Why do congressional critics want to
"pull up the income tax by its roots?"
Why do we have an income tax in the
first place – especially if its roots are no longer viable and the tax no
longer serves its intended purpose?
What are the roots of the tax system
anyway, and are they, in fact, still viable?
The Origins of the American Income Tax seeks answers to those questions
in the long-forgotten archives of tax history. Drawing on extensive
Congressional records from the nineteenth and twentieth centuries, the book
reveals how the fundamental ideas underlying our present system of income
taxation evolved during 1893-1895, leading to enactment of a broad-based income
tax in 1894. That initial law was intended to create a fair tax system based on
the principle of "ability-to-pay." With an eye for detail, Richard J. Joseph,
senior lecturer in federal income taxation at the University of Texas at Austin,
explores ways in which this system would serve as a model for future income tax
schemes. He explains how global and domestic changes rendered tariff taxation
passé. And he demonstrates how significant aspects of that early law, despite
its swift demise in the case of Pollock v. The Farmers' Loan & Trust Company,
inspire our current federal taxation system.
This book marks the culmination of several
years' inquiry into the social origins of the American income tax.

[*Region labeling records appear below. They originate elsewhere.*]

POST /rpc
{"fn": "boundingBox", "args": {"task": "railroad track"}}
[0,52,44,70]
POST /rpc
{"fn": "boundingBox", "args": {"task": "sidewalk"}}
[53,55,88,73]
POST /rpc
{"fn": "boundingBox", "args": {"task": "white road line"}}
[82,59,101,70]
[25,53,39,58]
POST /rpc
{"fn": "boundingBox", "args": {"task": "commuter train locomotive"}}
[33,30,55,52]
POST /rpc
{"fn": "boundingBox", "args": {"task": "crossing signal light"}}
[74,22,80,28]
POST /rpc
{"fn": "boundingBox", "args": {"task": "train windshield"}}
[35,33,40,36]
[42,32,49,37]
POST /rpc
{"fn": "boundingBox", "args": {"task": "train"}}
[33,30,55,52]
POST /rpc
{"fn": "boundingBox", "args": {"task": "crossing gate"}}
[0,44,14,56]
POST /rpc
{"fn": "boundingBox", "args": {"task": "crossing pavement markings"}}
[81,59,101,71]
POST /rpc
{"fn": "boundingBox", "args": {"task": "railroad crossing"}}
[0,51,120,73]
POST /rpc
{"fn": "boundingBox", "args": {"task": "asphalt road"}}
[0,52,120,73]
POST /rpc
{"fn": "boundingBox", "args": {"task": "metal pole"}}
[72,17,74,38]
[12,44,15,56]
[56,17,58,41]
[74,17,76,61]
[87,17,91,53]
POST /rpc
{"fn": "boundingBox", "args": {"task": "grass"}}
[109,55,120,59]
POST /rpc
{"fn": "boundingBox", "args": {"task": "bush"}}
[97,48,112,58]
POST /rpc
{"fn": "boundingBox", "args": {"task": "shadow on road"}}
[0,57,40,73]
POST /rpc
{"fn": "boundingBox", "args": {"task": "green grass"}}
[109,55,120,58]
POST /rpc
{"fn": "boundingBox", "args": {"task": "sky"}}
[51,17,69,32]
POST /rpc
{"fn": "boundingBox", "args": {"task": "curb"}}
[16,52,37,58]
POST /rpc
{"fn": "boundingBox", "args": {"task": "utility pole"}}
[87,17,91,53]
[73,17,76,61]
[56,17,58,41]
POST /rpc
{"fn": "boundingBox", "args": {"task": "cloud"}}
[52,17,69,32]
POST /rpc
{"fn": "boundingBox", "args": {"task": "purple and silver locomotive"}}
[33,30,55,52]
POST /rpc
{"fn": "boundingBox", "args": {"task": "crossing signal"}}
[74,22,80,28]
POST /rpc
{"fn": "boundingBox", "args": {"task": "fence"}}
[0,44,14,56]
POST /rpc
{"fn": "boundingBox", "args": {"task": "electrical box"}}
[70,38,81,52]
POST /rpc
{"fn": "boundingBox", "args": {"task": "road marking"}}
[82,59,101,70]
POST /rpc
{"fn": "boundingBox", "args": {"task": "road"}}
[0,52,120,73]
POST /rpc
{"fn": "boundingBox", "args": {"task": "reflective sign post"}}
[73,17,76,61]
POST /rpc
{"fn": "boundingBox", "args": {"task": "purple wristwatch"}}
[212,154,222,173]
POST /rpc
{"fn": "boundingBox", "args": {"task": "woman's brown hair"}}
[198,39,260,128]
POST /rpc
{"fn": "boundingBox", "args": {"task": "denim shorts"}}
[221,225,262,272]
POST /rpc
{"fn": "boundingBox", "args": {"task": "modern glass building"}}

The Origins of the American Income Tax was written in response to the
cries on the part of some congressional critics to “pull up the income tax by
its roots”, and attempts to shed light on the original intent, rationale, and
effect of the early income tax and thus to stimulate discussion and debate on
the philosophical underpinnings of our present tax system.
Excerpt from the book:
In
conducting this inquiry, I initially consulted the Congressional Record for
1913. It was in that year that the Sixty-third Congress enacted a permanent tax
on individual incomes. This tax, merged with a corporate tax instituted in 1909,
laid the foundation for our modern system of income taxation. I soon discovered
that relatively little is revealed in the way of why Congress wanted to
institute a broad-based tax on net income. Indeed, I learned, the central issue
in the debates of 1913 was not the impending shift to a new tax base, but rather
the degree to which rates should be progressive.
Joseph writes engagingly and The Origins of the American Income Tax makes the origins of tax law accessible to both lay persons and tax scholars. Its descriptions of corporate taxation, rarely if ever divulged before, are highly relevant today.